A report shows that loneliness is one of the biggest struggles of remote workers. Aside from decreasing productivity and efficiency, it becomes more than just a mental health issue because it affects physical health as well. Burnout is also a common result due to the blurred line between personal and professional lives. The comfortable environment makes it easy to avoid work sometimes, then overwork on other instances.
This major lifestyle shift begs for a reassessment of one’s relationship with work. Now more than ever, healthy limitations must be established. To avoid feeling alone and exceedingly exhausted from work, there are several points to keep in mind.
Stick to a schedule.
It doesn’t matter if you have a full-time job, a personal business, or a freelancing career – setting a regular work schedule is important. Having structure in the day makes it easier to manage tasks because of the predictable routine. Those with regular 8-hour workdays must stick to that time and avoid work-related calls and e-mails after end of business (EOB). On the other hand, freelancers have more flexibility because of their output-based work. A work routine allows more control over one’s personal time, especially with well-incorporated frequent breaks throughout the day.
Establish a working space.
When working remotely, it is important to have a clear separation between work and personal life. Aside from finding a good schedule, it also helps to set physical boundaries by establishing a space solely dedicated to working. The brain will eventually get used to being more focused and efficient when placed in that environment. Not everyone has room for a complete home office, so a particular desk or spot in the house will do nicely. After setting up the working space, refrain from going there to do anything that isn’t work-related. This ensures that the physical boundary does not get crossed.

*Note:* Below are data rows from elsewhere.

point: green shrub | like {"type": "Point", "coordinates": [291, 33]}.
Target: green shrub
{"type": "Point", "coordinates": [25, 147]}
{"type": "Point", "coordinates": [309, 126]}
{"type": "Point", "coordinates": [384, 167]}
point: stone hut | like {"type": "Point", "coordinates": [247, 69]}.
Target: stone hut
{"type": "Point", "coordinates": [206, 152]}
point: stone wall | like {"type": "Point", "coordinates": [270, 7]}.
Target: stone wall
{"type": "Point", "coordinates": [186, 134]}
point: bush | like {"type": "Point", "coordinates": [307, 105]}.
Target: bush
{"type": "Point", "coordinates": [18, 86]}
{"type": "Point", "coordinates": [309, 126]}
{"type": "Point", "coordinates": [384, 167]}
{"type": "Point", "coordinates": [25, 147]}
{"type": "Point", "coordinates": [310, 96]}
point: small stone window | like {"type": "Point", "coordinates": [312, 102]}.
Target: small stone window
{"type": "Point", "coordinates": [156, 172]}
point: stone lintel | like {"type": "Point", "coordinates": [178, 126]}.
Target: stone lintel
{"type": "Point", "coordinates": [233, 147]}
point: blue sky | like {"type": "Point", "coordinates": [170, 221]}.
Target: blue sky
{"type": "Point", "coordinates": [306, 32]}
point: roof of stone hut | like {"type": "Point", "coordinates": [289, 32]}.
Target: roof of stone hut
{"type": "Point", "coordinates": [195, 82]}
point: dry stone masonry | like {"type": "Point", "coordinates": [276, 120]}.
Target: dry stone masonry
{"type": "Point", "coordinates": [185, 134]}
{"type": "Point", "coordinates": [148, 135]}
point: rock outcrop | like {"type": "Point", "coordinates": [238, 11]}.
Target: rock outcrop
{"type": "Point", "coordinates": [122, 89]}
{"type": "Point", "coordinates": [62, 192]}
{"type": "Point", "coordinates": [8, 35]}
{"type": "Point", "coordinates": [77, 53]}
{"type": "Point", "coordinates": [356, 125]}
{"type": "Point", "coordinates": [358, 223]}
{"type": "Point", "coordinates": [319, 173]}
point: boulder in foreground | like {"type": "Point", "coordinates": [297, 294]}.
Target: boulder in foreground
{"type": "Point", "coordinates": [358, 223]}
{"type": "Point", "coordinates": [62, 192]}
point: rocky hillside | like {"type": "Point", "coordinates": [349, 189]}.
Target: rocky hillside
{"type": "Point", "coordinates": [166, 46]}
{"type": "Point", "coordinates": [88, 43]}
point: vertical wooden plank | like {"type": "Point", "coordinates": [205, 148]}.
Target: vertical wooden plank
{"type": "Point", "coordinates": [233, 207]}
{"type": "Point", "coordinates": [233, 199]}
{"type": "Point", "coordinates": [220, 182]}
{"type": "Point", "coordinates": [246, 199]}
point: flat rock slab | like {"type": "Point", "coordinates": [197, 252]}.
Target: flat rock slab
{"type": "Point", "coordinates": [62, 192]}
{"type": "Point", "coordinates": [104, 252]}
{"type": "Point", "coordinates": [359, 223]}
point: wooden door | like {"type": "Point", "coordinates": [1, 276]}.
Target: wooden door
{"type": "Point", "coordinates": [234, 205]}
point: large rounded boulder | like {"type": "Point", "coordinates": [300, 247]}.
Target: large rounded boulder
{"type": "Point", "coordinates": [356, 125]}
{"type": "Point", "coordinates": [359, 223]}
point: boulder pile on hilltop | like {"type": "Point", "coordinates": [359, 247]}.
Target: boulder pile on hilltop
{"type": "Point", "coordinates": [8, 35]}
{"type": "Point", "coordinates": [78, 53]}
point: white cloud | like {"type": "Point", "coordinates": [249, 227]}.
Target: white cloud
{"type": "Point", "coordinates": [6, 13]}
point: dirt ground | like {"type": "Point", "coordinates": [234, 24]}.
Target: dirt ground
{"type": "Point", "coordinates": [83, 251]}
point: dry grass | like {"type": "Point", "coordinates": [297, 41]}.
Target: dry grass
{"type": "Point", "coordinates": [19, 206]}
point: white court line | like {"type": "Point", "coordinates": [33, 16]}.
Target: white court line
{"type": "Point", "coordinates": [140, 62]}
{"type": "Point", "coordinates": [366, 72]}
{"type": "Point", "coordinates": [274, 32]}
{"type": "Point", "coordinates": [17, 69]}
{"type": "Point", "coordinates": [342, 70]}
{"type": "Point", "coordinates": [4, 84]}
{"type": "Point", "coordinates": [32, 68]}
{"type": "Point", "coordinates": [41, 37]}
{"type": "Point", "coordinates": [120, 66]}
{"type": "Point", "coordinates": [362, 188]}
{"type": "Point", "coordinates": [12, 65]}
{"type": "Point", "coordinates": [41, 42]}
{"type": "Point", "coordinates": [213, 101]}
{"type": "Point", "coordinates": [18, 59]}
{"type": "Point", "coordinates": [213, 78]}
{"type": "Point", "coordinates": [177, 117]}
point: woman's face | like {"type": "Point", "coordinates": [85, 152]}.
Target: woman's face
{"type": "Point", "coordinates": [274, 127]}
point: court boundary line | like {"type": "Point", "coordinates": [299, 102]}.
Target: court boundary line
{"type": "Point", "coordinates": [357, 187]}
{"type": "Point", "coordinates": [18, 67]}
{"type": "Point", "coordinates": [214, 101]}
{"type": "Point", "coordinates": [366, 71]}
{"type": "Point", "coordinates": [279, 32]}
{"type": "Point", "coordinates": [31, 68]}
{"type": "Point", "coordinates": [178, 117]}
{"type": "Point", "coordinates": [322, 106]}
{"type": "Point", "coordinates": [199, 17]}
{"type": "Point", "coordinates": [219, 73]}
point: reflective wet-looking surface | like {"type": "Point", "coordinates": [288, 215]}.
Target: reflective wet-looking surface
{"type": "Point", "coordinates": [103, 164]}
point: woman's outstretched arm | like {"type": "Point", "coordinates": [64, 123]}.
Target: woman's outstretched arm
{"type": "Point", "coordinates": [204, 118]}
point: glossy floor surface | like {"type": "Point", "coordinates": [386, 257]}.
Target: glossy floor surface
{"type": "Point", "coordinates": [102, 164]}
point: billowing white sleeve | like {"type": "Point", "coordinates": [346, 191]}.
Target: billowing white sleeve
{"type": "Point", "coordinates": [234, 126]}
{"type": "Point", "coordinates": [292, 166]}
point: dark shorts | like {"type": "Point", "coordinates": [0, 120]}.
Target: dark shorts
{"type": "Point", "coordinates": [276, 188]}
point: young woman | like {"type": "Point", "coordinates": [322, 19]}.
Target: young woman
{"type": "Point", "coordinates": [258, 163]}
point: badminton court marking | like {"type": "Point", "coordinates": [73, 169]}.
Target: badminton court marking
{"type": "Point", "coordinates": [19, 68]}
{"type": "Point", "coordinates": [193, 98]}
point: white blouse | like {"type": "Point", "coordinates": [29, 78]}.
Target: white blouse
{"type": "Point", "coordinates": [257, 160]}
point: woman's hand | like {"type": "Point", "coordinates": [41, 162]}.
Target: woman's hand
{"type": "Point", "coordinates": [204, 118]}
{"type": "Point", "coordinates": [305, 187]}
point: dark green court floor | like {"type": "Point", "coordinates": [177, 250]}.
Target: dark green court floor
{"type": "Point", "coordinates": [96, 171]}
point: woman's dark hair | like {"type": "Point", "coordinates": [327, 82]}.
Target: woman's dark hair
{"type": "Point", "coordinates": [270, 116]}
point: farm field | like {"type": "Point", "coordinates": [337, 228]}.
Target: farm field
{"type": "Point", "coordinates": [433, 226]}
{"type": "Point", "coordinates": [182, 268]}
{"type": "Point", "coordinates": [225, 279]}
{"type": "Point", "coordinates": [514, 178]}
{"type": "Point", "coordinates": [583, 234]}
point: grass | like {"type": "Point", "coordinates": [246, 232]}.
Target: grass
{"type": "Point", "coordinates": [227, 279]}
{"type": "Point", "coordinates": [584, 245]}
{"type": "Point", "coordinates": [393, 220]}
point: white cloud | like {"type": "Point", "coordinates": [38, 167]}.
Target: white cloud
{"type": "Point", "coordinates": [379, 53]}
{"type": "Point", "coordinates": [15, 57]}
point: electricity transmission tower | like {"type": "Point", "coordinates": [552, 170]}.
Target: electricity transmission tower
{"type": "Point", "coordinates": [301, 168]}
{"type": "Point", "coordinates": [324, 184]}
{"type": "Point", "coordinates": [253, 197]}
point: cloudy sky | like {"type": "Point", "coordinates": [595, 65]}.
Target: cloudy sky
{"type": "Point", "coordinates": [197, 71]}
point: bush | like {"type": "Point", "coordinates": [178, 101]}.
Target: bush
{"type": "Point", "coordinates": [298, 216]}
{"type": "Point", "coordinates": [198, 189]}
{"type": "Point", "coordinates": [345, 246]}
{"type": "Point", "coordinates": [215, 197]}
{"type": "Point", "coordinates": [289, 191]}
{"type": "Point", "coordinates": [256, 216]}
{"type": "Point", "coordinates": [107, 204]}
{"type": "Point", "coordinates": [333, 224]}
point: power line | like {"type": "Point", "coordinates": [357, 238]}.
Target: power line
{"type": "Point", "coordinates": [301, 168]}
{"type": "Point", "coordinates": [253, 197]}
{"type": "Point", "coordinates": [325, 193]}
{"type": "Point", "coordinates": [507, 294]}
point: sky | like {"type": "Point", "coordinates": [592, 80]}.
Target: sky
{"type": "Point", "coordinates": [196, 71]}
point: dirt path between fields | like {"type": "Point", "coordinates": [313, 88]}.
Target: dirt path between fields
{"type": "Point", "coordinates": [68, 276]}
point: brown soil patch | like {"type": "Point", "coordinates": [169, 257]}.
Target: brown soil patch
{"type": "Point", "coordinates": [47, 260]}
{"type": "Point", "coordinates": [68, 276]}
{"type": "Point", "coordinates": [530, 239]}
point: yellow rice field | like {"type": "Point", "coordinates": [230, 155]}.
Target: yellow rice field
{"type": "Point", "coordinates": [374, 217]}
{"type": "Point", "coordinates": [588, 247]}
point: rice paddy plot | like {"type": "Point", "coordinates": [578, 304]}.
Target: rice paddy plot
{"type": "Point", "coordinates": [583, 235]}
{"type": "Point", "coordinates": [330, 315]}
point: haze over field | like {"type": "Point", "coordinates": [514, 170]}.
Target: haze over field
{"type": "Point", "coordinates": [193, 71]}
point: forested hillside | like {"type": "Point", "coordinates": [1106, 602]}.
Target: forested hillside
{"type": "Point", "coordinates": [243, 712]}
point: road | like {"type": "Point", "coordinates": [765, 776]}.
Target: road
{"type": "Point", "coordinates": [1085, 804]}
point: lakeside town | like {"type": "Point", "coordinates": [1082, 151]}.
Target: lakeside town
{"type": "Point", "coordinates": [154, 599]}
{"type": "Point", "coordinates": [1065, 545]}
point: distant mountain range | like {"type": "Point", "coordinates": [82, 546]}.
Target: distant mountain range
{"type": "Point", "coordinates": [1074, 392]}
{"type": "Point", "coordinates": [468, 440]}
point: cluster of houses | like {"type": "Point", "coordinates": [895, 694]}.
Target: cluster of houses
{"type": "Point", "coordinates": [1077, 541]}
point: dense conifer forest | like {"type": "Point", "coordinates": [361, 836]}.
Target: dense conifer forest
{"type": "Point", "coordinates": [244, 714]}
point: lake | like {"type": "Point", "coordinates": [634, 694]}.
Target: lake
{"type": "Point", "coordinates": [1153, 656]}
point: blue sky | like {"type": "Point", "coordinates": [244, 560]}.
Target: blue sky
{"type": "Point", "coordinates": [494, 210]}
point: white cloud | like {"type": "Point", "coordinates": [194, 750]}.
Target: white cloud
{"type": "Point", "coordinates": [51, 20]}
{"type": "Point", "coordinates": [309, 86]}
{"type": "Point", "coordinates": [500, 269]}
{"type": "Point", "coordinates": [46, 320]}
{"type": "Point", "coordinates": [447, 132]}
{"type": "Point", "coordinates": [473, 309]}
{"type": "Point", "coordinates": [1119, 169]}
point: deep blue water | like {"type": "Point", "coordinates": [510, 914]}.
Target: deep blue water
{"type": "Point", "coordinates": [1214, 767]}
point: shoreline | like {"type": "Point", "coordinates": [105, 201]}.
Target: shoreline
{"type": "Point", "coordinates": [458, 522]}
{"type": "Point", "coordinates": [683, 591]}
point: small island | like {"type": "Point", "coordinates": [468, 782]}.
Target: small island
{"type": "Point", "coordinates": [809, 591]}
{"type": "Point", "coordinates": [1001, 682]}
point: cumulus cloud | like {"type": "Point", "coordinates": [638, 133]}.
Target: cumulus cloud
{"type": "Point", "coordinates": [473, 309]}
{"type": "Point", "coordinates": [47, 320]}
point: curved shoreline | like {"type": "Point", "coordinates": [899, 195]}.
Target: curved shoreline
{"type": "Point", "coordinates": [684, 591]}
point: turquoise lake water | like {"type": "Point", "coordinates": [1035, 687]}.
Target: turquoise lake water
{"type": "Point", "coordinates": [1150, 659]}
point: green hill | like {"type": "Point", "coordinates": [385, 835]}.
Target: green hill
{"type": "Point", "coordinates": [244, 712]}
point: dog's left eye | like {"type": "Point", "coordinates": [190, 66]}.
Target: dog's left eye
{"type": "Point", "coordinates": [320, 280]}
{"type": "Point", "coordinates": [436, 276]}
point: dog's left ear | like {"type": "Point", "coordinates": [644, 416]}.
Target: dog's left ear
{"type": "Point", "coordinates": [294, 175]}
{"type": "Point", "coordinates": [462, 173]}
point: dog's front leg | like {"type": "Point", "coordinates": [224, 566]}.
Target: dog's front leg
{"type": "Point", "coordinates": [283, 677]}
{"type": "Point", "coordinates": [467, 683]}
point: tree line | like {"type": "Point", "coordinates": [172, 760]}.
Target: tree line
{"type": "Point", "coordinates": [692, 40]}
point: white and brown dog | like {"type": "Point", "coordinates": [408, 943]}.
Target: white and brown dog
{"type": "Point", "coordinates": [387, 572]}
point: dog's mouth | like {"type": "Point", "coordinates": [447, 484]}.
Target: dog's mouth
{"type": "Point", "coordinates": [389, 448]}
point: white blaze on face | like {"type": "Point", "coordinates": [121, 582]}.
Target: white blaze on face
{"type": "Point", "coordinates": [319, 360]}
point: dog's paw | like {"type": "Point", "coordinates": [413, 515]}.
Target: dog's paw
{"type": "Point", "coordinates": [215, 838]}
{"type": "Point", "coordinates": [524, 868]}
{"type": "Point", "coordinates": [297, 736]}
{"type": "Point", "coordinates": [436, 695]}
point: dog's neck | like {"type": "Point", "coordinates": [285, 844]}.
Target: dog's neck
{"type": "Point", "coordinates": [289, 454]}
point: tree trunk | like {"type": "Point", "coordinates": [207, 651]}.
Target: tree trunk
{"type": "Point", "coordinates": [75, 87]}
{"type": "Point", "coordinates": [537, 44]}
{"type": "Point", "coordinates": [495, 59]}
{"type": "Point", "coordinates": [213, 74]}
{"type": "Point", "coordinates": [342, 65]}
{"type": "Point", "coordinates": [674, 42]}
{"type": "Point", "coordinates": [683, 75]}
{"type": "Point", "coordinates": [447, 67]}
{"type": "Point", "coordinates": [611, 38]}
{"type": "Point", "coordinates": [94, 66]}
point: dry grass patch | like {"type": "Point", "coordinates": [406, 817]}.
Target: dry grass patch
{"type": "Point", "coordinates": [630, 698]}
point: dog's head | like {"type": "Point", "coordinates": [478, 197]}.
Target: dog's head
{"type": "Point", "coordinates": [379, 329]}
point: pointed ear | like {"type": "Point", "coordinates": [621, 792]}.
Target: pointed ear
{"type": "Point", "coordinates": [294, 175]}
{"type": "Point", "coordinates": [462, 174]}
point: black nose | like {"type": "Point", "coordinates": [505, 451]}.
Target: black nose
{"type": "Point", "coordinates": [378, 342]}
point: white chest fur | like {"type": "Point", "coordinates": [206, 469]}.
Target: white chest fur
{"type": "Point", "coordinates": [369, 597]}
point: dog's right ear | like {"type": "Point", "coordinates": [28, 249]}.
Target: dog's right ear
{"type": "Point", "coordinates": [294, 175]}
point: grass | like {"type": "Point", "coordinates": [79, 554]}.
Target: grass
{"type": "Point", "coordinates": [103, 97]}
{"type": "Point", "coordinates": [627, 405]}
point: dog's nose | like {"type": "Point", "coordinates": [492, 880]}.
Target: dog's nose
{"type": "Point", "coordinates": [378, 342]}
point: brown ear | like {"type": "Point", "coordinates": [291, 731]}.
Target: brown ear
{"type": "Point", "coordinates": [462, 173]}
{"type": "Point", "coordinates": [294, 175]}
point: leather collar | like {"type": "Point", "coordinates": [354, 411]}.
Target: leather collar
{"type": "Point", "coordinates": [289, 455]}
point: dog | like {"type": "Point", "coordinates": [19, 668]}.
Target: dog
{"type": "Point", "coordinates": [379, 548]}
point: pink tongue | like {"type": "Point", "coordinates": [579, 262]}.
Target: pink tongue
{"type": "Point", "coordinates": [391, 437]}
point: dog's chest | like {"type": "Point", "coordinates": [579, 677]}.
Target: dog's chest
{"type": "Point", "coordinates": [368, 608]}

Lean on reliable support systems.
Remote work can be very isolating, even for those who don’t live alone. It’s exhausting to work in front of a screen all day and stay in that mind space for long periods. To combat loneliness and have some relief, get in touch with loved ones every so often. Have lunch with a family member over a video call. Hangout with friends after work and have a socially-distant drinking session. Hearing another person’s voice and chatting like normal will help avoid the feeling of isolation. Feel free to unwind and have fun just like before.
Don’t ignore hobbies and interests.
Actively carve out time to do hobbies, may it be journaling, playing video games, or reading a book. Having interests outside of work is part of the sought after “work-life balance.” There’s nothing wrong with doing something out of pure enjoyment because happiness and relaxation are part of overall wellness. Some people find it difficult to focus on a hobby nowadays, even ones that they used to love. To get through the temporary difficulty, try doing the activity for as short as five minutes. It’ll be much easier to continue after seeing how effortless it is to do it.
Be kind to yourself.
Some people constantly feel like they’re not doing enough with all the time they have. The urge to be available 24/7 is very common, especially with remote work. Still, this must be avoided. Respect yourself enough to stick by the schedule that you set. Take a break or have the whole day off if everything becomes too overwhelming. Don’t be afraid to recharge mentally, emotionally, and physically. Constantly putting work ahead of your need will lead to a feeling of burnout. Accept the fact that you have to prioritize yourself as a form of self-care.
There’s no one-off solution to avoid work-from-home burnout and loneliness. Ultimately, it depends on the consistent effort to maintain boundaries between work and personal life. The negative implications of remote work can be decreased by balancing responsibilities well. Thanks to technology, working in a virtual workplace is far more manageable. With the right planning and habits, the potential to achieve personal and professional development is still in the cards.